I was feeling thataway one mangy January afternoon few weeks ago, stumbled outta my office to stretch my legs, wander around Post, air out my head for a minute. First thing happened I bumped into a man who won the Navy Cross on Iwo Jima and shook his hand, looked into those eyes.  Not five minutes later I ran into another guy, shot the first day on Guadalcanal, and who gave me his hand.  Crossing the street,  I was hailed by a third who’d spent two years in a Korean prisoner of war camp.  On the way home, I bought ten pounds of roofing nails from a guy who’d spent six years in the Hanoi Hilton.  I had a cup of tea with a woman who’d served as a nurse in a military hospital in North Africa during the Tunisian Campaign.
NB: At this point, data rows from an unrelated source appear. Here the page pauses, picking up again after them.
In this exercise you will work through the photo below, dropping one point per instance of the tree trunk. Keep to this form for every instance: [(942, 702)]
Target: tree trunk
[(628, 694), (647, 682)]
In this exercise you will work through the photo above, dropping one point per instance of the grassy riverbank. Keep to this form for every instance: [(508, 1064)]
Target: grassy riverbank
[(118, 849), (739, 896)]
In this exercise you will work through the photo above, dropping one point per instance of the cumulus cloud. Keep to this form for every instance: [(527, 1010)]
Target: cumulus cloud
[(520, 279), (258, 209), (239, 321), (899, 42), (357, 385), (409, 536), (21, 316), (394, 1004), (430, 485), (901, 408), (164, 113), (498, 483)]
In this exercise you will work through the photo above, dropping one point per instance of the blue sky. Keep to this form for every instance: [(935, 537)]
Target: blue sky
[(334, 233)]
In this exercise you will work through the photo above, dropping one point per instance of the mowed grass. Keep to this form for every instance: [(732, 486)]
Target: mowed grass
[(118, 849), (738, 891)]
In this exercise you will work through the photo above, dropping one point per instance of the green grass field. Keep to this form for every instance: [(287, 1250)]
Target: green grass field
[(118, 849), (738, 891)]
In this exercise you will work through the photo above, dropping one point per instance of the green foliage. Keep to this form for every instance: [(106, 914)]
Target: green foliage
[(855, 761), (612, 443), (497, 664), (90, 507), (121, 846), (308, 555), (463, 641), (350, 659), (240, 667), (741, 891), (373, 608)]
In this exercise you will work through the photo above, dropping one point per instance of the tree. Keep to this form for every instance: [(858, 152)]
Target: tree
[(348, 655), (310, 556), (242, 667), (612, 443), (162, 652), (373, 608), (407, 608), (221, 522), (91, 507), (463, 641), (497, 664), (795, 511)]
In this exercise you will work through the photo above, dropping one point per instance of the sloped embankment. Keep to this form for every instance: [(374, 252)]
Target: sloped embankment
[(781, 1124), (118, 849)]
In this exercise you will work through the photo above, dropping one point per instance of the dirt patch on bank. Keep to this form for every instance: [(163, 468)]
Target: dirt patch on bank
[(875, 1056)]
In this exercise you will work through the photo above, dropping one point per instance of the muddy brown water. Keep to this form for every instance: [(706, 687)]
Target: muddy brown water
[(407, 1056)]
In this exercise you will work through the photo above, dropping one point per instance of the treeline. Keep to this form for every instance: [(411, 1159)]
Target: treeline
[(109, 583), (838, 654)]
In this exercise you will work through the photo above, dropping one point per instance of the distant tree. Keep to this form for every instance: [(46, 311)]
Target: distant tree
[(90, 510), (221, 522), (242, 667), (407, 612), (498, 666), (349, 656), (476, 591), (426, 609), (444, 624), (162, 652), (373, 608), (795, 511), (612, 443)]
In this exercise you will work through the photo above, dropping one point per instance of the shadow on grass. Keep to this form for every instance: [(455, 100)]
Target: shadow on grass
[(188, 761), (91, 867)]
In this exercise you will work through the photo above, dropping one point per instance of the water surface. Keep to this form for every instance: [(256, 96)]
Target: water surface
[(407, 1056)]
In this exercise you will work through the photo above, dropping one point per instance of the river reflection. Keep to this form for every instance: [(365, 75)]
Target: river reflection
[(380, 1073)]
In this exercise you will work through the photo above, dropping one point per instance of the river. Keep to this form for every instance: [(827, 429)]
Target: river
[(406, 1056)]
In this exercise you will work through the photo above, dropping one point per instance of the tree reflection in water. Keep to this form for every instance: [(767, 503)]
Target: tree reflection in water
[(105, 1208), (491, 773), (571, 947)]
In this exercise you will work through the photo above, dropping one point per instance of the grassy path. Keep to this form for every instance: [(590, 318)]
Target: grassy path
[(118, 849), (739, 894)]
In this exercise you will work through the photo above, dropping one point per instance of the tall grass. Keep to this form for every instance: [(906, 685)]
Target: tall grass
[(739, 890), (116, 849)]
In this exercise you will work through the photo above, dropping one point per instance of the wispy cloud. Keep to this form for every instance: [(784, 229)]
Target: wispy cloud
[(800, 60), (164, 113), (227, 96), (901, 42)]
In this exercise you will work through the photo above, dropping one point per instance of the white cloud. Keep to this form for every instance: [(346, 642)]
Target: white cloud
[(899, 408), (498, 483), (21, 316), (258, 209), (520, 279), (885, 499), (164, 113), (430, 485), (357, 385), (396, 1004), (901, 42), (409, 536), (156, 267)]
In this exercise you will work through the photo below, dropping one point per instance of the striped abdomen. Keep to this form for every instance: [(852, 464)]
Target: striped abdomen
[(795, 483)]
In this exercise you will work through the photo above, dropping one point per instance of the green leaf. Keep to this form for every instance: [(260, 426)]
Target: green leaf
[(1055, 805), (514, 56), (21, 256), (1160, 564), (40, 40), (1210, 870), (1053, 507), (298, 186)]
Simple communions.  Everyday transactions.  Men and women on a little town street.    Maybe.  Maybe, though, such people are what James Joyce calls “secret messengers.”   Citizens among the rest, who look like the rest, yet who, unlike the rest, know prodigious secrets and a wisdom other, apart, but entirely useless here. Just seems to me that there might be other words for their… what? qualities, if I may.  Uncritical isn’t necessarily stupid.  Uneducated isn’t necessarily stupid.  Stoic isn’t, either.

Right now there’s a war going on, fought by a tiny fraction of the population of this great Republic.  Right now, somewhere around five percent of Americans have ever even served.  Among young Americans, that percentage drops sharply.  It’s just not smart to give up a life’s momentum, ambition’s edge, youth’s liberty to serve.  And who sets the example?  When I was a kid, a meeting like the one I had with those men and women on Lexington street  was only too common; now what struck me about it was that it was so rare as to be exceptional.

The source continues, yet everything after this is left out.